Namun, harapan positif dari masyarakat pada sosok politisi milenial yang berhasil masuk ke dalam parlemen seakan kandas. Berdasarkan Laporan Harta Kekayaan Penyelenggara Negara (LHKPN) di situs KPK, para politisi milenial tersebut ternyata memiliki total harta kekayaan yang mencapai puluhan milyar rupiah.
Belum lagi banyak legislator milenial lainnya tercatat berasal dari keluarga elit seperti politikus, polisi, dan pejabat BUMN. Hal semacam ini nyatanya lumrah terjadi. Citra positif dan popularitas yang dibangun seorang elit tentu dapat dengan mudah berimbas kepada sanak keluarga.
Dengan harapan, keluarga yang merupakan lingkaran pertama tokoh tersebut dapat meneruskan kepemimpinan dan menggantikan jejak tokoh kedepannya. Kita mengenalnya dengan sebutan dinasti politik. Itu adalah kekuasaan politik yang dijalankan oleh sekelompok orang berbasis hubungan pertalian darah atau perkawinan.
Indonesia, sebagaimana disebutkan dalam penelitian Mietzner (2009) yang bertajuk Indonesia’s 2009 Elections: Populisme, Dynasties and the Consolidation of the Party System, memang sudah akrab dengan praktik politik dinasti.
Tolak ukurnya sangat mudah: kita tentu dapat dengan mudah menyebut banyak orang yang berkecimpung di dunia politik dan mereka yang terhimpun dalam pemerintahan memiliki hubungan kekeluargaan dengan penguasa dan tokoh panutan tertentu.
Mencederai Demokrasi
Bukan tidak mungkin jika fenomena ini akan membentuk jaringan politik baru. Elit politik yang memiliki andil besar dalam memengaruhi pengambilan keputusan politis tidak hanya dimaknai sebatas partai, kekuatan militer, pemilik modal, dan lain sebagainya. Dinasti yang terbentuk bisa saja menjadi elit politik kontemporer yang jika dibiarkan dapat mencederai kehidupan demokrasi kita.

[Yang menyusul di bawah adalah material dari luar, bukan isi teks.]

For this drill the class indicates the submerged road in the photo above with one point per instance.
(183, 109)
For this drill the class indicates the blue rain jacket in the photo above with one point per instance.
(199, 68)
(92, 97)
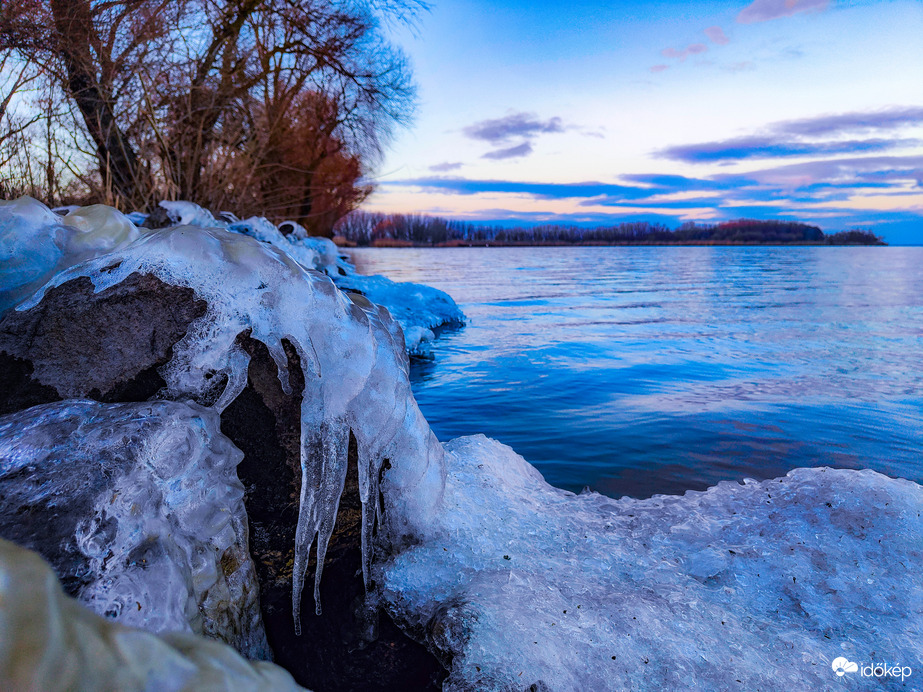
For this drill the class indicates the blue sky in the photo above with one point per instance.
(666, 110)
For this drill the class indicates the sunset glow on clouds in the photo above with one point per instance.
(669, 111)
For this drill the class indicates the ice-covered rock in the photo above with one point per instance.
(49, 642)
(412, 305)
(139, 508)
(753, 586)
(351, 357)
(35, 242)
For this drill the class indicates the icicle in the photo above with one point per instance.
(281, 361)
(236, 371)
(336, 453)
(325, 454)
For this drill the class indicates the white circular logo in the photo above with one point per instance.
(841, 666)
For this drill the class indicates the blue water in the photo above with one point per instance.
(643, 370)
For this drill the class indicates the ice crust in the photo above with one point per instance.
(35, 243)
(753, 587)
(142, 503)
(51, 643)
(350, 350)
(417, 308)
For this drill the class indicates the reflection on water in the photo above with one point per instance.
(642, 370)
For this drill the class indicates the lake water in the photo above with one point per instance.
(643, 370)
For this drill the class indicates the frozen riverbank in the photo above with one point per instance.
(511, 583)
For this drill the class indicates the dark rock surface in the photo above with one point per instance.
(108, 346)
(105, 346)
(335, 650)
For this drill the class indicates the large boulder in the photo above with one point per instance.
(139, 509)
(50, 642)
(117, 341)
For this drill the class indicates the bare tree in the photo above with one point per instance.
(213, 100)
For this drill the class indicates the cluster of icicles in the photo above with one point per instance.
(355, 375)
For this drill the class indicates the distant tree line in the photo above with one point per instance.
(275, 107)
(364, 228)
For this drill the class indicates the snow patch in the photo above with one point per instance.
(36, 243)
(50, 642)
(143, 504)
(353, 358)
(753, 586)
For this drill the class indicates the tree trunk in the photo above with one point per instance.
(118, 163)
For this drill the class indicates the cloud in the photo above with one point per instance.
(853, 122)
(716, 35)
(515, 152)
(852, 171)
(795, 137)
(773, 147)
(446, 167)
(502, 130)
(682, 54)
(466, 186)
(764, 10)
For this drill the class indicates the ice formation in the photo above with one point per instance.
(350, 350)
(49, 642)
(35, 242)
(757, 586)
(140, 507)
(417, 308)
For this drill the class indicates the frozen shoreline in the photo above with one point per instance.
(511, 582)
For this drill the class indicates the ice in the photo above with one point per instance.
(35, 242)
(745, 586)
(351, 351)
(49, 642)
(412, 305)
(140, 507)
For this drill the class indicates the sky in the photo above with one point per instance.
(597, 113)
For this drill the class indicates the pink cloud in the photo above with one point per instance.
(716, 35)
(764, 10)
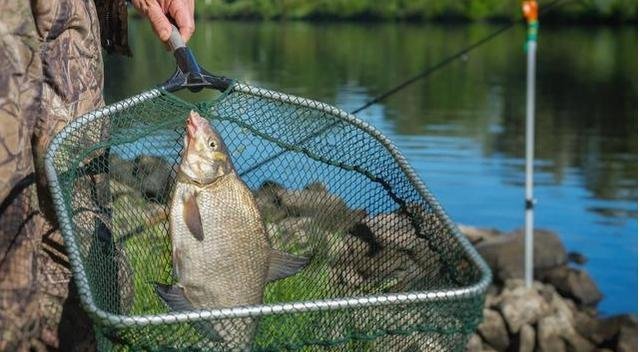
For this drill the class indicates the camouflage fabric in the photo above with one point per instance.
(51, 72)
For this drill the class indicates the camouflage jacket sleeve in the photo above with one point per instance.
(113, 26)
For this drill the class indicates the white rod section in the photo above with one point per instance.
(529, 201)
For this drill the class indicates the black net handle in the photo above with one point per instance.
(189, 74)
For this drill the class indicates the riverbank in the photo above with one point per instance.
(559, 313)
(617, 11)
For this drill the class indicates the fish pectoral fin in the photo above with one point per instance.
(191, 214)
(283, 264)
(174, 297)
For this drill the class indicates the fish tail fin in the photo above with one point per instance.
(174, 298)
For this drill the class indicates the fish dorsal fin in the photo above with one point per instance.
(283, 264)
(191, 214)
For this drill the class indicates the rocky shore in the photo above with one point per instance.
(559, 313)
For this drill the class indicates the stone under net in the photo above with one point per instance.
(388, 270)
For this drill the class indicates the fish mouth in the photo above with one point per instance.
(195, 122)
(192, 125)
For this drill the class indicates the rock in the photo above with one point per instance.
(153, 174)
(266, 197)
(396, 231)
(573, 283)
(493, 330)
(526, 339)
(548, 338)
(505, 254)
(474, 344)
(585, 324)
(122, 171)
(476, 235)
(296, 235)
(520, 306)
(556, 332)
(331, 212)
(577, 258)
(628, 339)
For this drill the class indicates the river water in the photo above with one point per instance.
(462, 128)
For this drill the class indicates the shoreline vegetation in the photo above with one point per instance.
(559, 313)
(567, 11)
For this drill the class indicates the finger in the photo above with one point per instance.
(182, 13)
(159, 22)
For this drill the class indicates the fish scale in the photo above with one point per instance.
(222, 257)
(229, 266)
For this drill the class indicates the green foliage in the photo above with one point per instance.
(469, 10)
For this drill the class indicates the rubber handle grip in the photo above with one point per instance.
(175, 40)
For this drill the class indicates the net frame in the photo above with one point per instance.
(475, 290)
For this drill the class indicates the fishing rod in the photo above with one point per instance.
(420, 75)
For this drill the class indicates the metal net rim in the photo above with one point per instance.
(81, 280)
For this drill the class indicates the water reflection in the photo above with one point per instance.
(462, 129)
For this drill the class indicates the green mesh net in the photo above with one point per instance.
(388, 270)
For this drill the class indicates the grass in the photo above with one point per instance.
(149, 255)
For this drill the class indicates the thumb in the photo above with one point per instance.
(159, 22)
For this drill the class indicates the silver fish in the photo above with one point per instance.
(222, 256)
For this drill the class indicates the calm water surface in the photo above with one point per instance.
(462, 128)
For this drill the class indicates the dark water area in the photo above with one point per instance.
(462, 128)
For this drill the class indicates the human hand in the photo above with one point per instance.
(161, 12)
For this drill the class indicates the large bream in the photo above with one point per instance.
(221, 253)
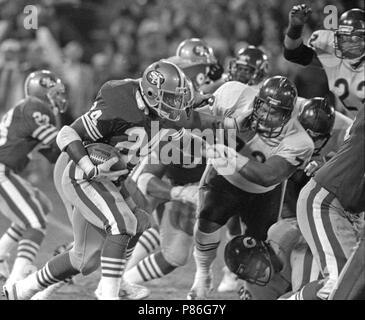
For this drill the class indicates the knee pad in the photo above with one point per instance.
(86, 262)
(45, 202)
(143, 220)
(176, 244)
(34, 234)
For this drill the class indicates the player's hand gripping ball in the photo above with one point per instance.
(108, 160)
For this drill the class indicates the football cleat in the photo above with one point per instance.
(46, 293)
(4, 269)
(132, 291)
(128, 291)
(202, 287)
(229, 282)
(15, 291)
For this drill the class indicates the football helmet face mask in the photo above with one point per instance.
(46, 86)
(349, 38)
(166, 89)
(249, 67)
(249, 259)
(317, 117)
(196, 50)
(273, 106)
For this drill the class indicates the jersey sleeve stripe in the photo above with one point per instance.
(45, 133)
(93, 126)
(88, 130)
(37, 131)
(50, 138)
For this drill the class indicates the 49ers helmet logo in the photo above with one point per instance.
(155, 77)
(200, 50)
(46, 82)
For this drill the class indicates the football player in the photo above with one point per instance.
(341, 53)
(197, 60)
(250, 67)
(198, 53)
(162, 94)
(271, 144)
(330, 212)
(327, 128)
(28, 126)
(122, 109)
(272, 267)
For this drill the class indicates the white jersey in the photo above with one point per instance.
(346, 83)
(293, 144)
(341, 126)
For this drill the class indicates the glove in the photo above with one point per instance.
(102, 171)
(188, 194)
(201, 100)
(225, 159)
(143, 220)
(244, 294)
(215, 71)
(299, 15)
(312, 167)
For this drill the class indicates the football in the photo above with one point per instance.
(101, 152)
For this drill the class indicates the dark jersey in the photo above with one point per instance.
(117, 116)
(343, 175)
(22, 128)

Dinasti politik dipandang akan mereduksi kebebasan pemuda dalam memilih wakil rakyat di daerahnya masing-masing. Sebab pilihan pemuda serta kesempatan individu untuk mencalonkan diri menjadi terbatas. Padahal, salah satu aspek pengukur kehidupan demokrasi yang baik dalam suatu negara yakni bagaimana penyelenggaraan pemilu dapat berlangsung dengan baik.
Tidak cukup memengaruhi pemuda secara khusus maupun masyarakat secara umum, praktik dinasti yang mengakar dalam dinamika politik Indonesia juga dapat memengaruhi kinerja partai politik. Banyak kader unggulan dihasilkan melalui kaderisasi dan rekrutmen partai politik yang berjalan dengan baik. Itu semua menjadi sia-sia apabila ternyata partai lebih tertarik mencalonkan tokoh-tokoh yang berdasar hubungan kekeluargaan atau pertalian darah.

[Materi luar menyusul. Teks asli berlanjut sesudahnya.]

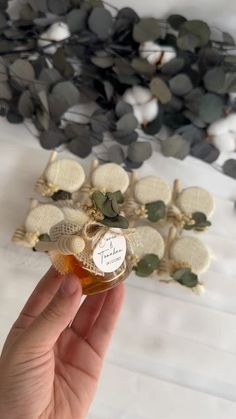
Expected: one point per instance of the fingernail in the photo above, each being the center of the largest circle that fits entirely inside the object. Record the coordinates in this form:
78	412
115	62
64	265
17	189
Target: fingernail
69	285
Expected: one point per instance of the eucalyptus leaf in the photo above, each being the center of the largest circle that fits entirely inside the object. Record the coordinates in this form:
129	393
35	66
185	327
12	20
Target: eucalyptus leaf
80	146
188	42
142	66
58	7
127	123
187	278
139	152
181	85
175	146
25	105
153	260
148	29
22	72
211	108
173	67
156	211
122	108
160	90
176	21
197	28
99	122
143	269
103	62
3	70
76	20
214	80
68	91
5	91
205	151
100	22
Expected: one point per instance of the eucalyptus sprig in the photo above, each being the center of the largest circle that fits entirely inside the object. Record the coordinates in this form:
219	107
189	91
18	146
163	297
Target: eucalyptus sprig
108	205
187	80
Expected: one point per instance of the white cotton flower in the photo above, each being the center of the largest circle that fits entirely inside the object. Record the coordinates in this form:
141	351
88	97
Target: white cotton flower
145	107
223	133
58	31
156	54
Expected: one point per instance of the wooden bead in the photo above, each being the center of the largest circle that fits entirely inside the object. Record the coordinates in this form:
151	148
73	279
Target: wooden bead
152	188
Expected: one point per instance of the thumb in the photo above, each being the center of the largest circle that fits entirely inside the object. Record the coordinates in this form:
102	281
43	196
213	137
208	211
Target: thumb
46	329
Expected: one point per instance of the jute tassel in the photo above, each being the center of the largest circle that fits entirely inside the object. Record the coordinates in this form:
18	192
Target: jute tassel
66	245
19	235
84	193
164	268
42	186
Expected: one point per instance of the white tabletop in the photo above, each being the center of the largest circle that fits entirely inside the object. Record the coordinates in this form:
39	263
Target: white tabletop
173	355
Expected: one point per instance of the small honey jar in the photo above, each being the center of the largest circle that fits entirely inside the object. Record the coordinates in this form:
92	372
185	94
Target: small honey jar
98	253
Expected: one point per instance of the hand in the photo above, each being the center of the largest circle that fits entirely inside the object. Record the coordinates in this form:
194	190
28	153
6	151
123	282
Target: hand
50	370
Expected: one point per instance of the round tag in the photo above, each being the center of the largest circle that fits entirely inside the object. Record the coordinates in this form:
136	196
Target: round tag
110	252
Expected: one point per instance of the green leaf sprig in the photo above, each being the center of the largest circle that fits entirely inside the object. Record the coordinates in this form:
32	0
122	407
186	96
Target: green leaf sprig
200	222
108	204
156	211
186	277
147	265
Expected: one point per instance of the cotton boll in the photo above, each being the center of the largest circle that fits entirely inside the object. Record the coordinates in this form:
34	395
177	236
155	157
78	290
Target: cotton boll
141	94
231	121
57	32
151	52
138	113
169	54
150	110
219	127
224	142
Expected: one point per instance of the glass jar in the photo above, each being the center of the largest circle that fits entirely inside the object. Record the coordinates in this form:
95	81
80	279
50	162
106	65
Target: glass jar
101	266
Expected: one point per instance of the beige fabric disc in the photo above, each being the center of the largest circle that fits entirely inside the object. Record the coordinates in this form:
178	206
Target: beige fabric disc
151	240
196	199
192	251
152	188
42	218
64	228
110	177
75	216
67	174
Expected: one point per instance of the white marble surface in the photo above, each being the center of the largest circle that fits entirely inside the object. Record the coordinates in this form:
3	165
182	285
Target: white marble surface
173	355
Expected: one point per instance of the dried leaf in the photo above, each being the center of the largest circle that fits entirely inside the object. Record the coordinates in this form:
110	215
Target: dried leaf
148	29
181	85
100	22
160	90
139	152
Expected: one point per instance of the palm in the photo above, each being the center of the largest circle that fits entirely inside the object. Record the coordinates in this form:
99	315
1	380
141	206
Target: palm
60	381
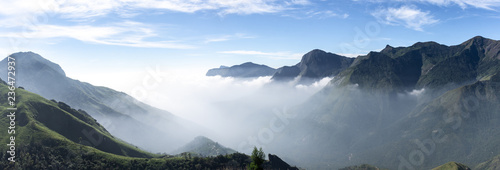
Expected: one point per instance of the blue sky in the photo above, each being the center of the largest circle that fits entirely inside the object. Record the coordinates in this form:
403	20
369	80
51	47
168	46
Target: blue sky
93	40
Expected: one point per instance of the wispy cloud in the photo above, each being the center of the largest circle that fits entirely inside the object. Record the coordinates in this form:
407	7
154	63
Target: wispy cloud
132	34
408	16
273	55
485	4
91	8
221	38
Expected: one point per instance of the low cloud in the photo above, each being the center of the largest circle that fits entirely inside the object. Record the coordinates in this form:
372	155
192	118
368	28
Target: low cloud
273	55
228	107
408	16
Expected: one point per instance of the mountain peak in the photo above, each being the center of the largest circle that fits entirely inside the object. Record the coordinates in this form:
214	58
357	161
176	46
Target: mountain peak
204	147
35	61
245	70
478	40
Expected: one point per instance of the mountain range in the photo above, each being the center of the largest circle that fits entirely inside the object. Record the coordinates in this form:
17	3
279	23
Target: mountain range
314	65
244	70
204	147
387	105
416	107
53	135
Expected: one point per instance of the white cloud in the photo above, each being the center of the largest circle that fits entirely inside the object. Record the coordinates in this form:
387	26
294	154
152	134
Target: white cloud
222	38
91	8
273	55
408	16
128	33
485	4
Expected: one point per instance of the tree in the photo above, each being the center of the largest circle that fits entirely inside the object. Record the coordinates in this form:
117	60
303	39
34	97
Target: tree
257	159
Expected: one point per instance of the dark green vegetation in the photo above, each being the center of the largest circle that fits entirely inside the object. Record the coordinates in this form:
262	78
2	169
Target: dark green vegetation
52	135
258	157
406	107
452	166
245	70
361	167
314	65
124	116
204	147
491	164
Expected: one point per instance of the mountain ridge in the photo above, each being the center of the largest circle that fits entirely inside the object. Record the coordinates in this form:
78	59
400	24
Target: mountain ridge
120	113
245	70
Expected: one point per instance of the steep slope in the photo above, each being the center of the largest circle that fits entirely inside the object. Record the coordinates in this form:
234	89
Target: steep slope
452	166
204	147
247	69
491	164
52	135
49	123
375	110
121	114
314	65
424	65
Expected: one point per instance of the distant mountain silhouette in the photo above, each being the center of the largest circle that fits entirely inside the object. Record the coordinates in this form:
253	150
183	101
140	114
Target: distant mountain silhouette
120	113
202	146
386	102
315	65
244	70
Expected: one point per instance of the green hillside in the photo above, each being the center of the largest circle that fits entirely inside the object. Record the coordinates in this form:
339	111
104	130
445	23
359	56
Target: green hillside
452	166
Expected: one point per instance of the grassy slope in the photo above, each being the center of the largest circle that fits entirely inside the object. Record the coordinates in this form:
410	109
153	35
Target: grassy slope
39	116
49	136
492	164
452	166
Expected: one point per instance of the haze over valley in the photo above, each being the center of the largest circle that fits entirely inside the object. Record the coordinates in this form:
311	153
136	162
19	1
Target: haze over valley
296	84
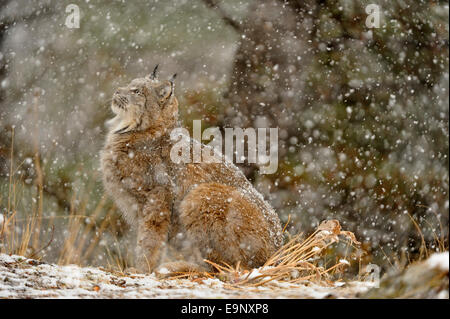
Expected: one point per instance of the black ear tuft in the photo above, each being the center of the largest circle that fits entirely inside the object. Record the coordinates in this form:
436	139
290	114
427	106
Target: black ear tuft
154	74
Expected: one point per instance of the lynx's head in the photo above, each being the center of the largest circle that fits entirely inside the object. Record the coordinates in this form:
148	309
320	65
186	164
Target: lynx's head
143	104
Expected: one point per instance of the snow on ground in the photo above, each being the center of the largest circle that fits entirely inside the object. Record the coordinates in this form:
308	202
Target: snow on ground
439	260
27	278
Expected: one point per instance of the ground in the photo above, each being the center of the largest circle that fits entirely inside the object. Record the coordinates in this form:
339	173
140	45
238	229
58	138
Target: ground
27	278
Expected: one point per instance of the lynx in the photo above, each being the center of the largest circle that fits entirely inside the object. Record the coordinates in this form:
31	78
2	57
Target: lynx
183	212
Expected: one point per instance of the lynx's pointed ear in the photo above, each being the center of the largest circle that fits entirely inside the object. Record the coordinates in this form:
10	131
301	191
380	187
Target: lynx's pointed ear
154	74
165	90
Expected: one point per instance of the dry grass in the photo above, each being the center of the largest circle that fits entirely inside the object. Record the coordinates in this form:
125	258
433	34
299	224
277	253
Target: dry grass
24	233
296	261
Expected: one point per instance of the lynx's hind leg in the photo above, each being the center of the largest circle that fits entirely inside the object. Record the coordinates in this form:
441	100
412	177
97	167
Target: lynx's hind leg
225	226
153	228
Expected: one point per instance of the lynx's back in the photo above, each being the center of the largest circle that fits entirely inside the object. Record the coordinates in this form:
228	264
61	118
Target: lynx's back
201	210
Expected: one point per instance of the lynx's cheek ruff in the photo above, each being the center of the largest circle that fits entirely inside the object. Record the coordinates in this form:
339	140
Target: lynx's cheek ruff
217	211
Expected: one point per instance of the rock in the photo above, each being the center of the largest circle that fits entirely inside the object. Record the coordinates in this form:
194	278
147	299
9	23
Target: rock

Fenomena tersebut terlihat dalam Pilwalkot Surakarta 2020 mendatang di mana putra sulung Presiden Joko Widodo, Gibran Rakabuming, digadang maju dalam kontestasi tersebut.
Walau demikian, PDIP belum tentu memberikan ‘lampu hijau’ kepadanya. Sebagaimana diungkapkan politikus PDIP Andreas Pareira, Gibran disarankan tetap mengikuti aturan main yang telah ditetapkan oleh PDIP, jika Gibran maju melalui PDIP. Mmekanisme pencalonan internal partai harus tetap diikuti agar modal sosial yang dimiliki ini tidak berbenturan dengan modal politik yang ingin diperoleh melalui PDIP.

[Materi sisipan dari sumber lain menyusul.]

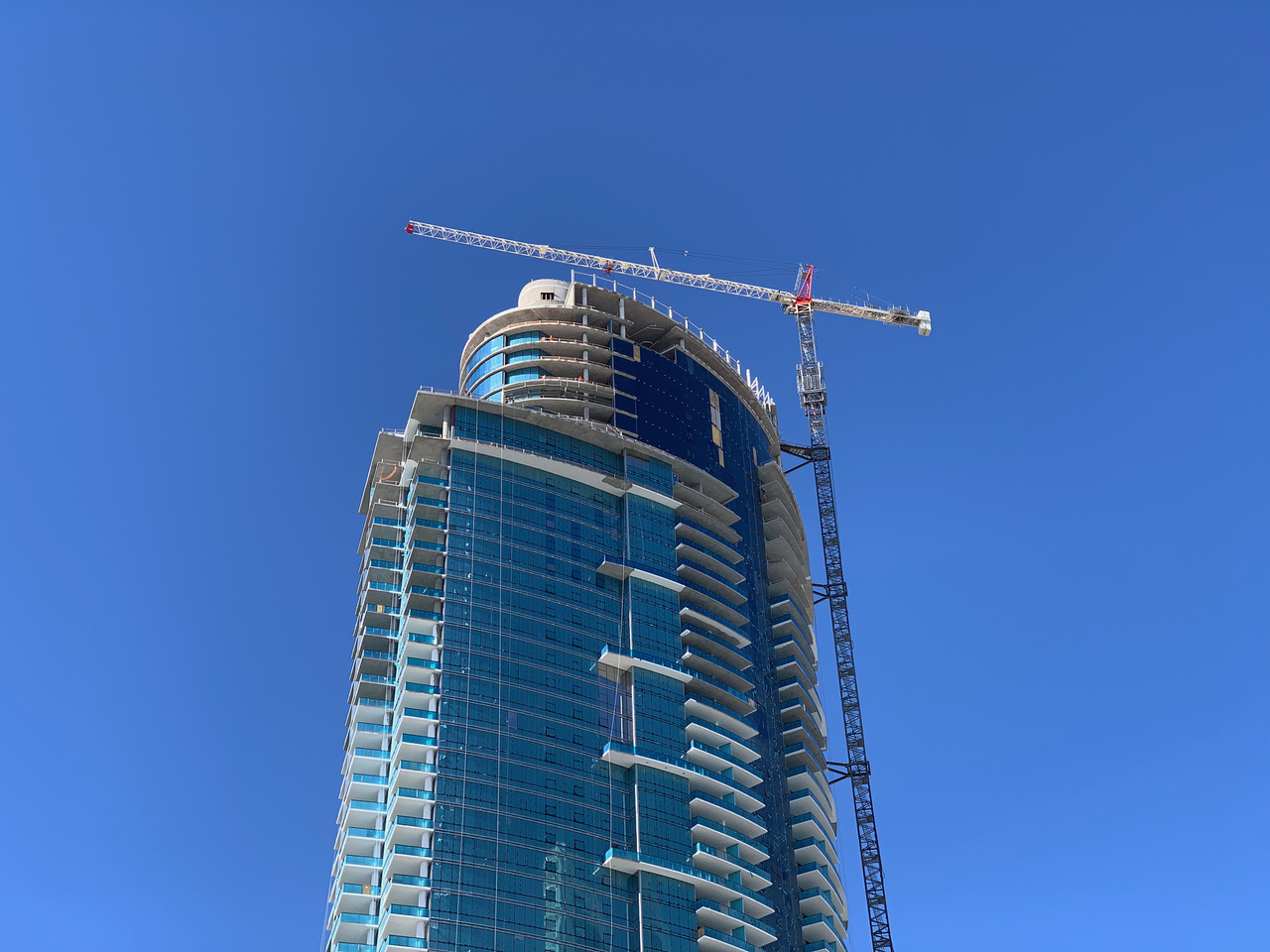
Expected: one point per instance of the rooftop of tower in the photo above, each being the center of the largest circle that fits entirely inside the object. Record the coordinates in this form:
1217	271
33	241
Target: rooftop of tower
575	318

Pentingnya Pendidikan Politik
Soebagio (2009) dalam penelitiannya berjudul Distorsi dalam Transisi Demokrasi di Indonesia sudah menyebutkan bahwa penurunan partisipasi politik dari tahun ke tahun di masa reformasi salah satunya disebabkan kuatnya pengaruh elit politik parlemen.
Dinasti politik yang terjadi pada politisi milenial jika dibiarkan secara terus menerus tentu bisa saja memunculkan apatisme politik di Indonesia. Itu adalah sebuah kondisi di mana pemuda menarik diri dari proses politik. Bagi kaum elit, partisipasi bukanlah variabel utama kepentingan mereka.
Tentunya beragam cara bisa ditempuh untuk mengatasi itu. Salah satunya melalui pendidikan politik bagi generasi milenial. Diperlukan pemuda yang aktif, kritis, serta peduli terhadap dinamika politik yang terjadi di Indonesia.
Sehingga hanya karena itu terciptalah kontrol yang baik terhadap pemerintah (checks and balances). Istilah milenial dalam kontestasi politik sudah seharusnya tidak dibatasi secara sempit yakni sekedar usia yang relatif muda, namun para politisi milenial harus memiliki sikap free mindedness, critical trust building, dan good gatekeeping.
Tiga sikap itu digagas oleh Dovi (2007) dalam The Good Representative untuk menyebutkan kriteria seorang representator politik dan politisi yang baik. Itu semua harus dilakukan secara berkesinambungan agar terwujud partisipasi politik yang sehat.
Hal lain seperti penguatan partai politik juga dipandang penting sebagai usaha mereduksi praktik dinasti politik. Penguatan tersebut bisa bekerja melalui aspek rekrutmen partai atau juga kaderisasi partai. Unsur yang terbuka dan plural harus dijunjung tinggi pada kedua aspek tersebut agar muncul banyak tokoh yang berkompeten dan siap untuk menjalani berbagai kontestasi di tingkat lokal maupun nasional.
Karena itu pula, meningkat pula partisipasi pemuda dalam pemilihan karena kandidat yang dicalonkan adalah putra-putri terbaik yang sudah melalui tahap rekrutmen dan kaderasasi yang baik pula. Pemilu tidak menjadi ajang bagi para kontestan yang hanya memiliki modal keturunan atau hubungan pertalian darah dari tokoh tertentu semata.
Prinsipnya, masalah representasi politik generasi milenial di Indonesia tidak selalu berbicara soal minimnya partisipasi politik dan jumlah wakil yang ada di legislatif. Jerat politik dinasti yang menghampiri politisi milenial harus menjadi fokus selanjutnya. Karenanya pendidikan politik bagi generasi muda menjadi hal penting.
Istilah milenial sudah seharusnya tidak dibatasi secara sempit yakni sekedar usia yang relatif muda, namun juga dengan sikap free mindedness, critical trust building, dan good gatekeeping yang harus dimiki oleh setiap wakil rakyat. Juga dengan penguatan partai politik perihal rekrutmen dan kaderisasi partai dipandang penting sebagai usaha mereduksi praktik dinasti politik yang mengancam kehidupan berdemokrasi di Indonesia.